Letter from Thomas Mayhew to Gilbert Blight, 1630, Catalogue Ref. HCA 15/1.

 

Salé was the main Atlantic port in Morocco. The ‘West Country of Prize goods’ refers to the large amount of tobacco taken as prize or booty during the war between the English and Spanish, which pushed down tobacco prices. ‘Set it by for charges’ meant setting prize goods aside to cover port and legal costs, rather than selling them.

Transcript

‘I most kindly salute you sir as I did for-

merly aduise [advise] you I sould  [sold] your tobacco to Master Nicolas

Spicer of Exon Merchant who went for Salé

on the Coast of Barbary and was to pay for it

by his bill 30ld at his returne (or at 6 monethes [months]

I hauing [having] paid makeing of it up into Roule,

but he is come home poore & except he can get

satisfaction for Captaines he did Redeeme he [can]
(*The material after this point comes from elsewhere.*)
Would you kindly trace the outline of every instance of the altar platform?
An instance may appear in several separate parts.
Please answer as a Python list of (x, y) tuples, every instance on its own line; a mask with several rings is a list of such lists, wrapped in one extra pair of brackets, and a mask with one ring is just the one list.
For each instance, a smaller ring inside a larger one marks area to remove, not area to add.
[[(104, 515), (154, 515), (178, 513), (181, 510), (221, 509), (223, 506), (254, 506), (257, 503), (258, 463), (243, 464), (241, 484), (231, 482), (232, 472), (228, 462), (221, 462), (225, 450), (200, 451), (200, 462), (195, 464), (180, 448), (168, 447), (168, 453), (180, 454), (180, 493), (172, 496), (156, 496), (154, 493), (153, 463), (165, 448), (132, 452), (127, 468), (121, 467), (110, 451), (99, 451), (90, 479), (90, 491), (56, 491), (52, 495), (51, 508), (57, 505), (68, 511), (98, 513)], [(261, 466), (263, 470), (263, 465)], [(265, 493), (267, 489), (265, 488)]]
not pay, at the assizes [law courts] at Exton he shall [see]

what wil become of his payment for his [captains]

and accordingly I will proceed; I did profer [damaged/unreadable]

frend [to] his Bill and will deliver it at all times,

I will do therin as for my selfe, but I do

assure you, they did make a hard voyage

& by reason of much Brazell [Brazilian] tobacco carried

out of the west Country of prize goods, tabaco

was little or nothing worth there but as

aforesaid Ile [I will] do what I can for you in it.
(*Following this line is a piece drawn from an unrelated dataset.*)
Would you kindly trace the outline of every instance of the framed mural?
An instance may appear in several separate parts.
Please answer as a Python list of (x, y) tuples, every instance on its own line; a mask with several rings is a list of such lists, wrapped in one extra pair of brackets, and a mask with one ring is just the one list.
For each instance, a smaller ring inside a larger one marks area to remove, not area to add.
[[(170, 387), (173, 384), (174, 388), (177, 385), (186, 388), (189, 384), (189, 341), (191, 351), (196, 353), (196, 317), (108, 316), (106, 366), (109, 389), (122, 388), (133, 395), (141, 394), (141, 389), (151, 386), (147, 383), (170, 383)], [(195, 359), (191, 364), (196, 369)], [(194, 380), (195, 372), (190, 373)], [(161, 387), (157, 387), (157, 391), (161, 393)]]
But since I was a merchant, I haue [have] seldome

seene so Base a drug as Tabaco: Few men

will come to claim their goods but do

set it by for Charges Except they doe

forebeare makeing that will not mend; and yet

they must make good and not trash which I

pray perswaid them to so god keepe you.

 

London September

1630

Your Louing [loving] friende

 

« Return to Tobacco
  • Who has bought Gilbert Blight’s tobacco?
  • The letter suggests that this English merchant was trading tobacco in Salé. What does this tell us about English trade networks in North Africa at this time?
  • The words ‘payment for his captains’ [line 10] refers to a ransom for sea captains taken by corsairs. These were pirates or privateers from the Barbary Coast who aimed to capture people to sell in the Arab slave markets in North Africa. What can this tell us about the risks of engaging in overseas trade in the period?
  • What challenges did Bond and Blight face in their attempt to trade in tobacco?
  • What do the folds in the document reveal about how letters were sealed and transported?
  • Mayhew stated: “But since I was a merchant, I have seldom seen so ‘Base a drug as Tabaco”. What could he mean by this? What could this suggest about how tobacco was viewed in the Stuart period?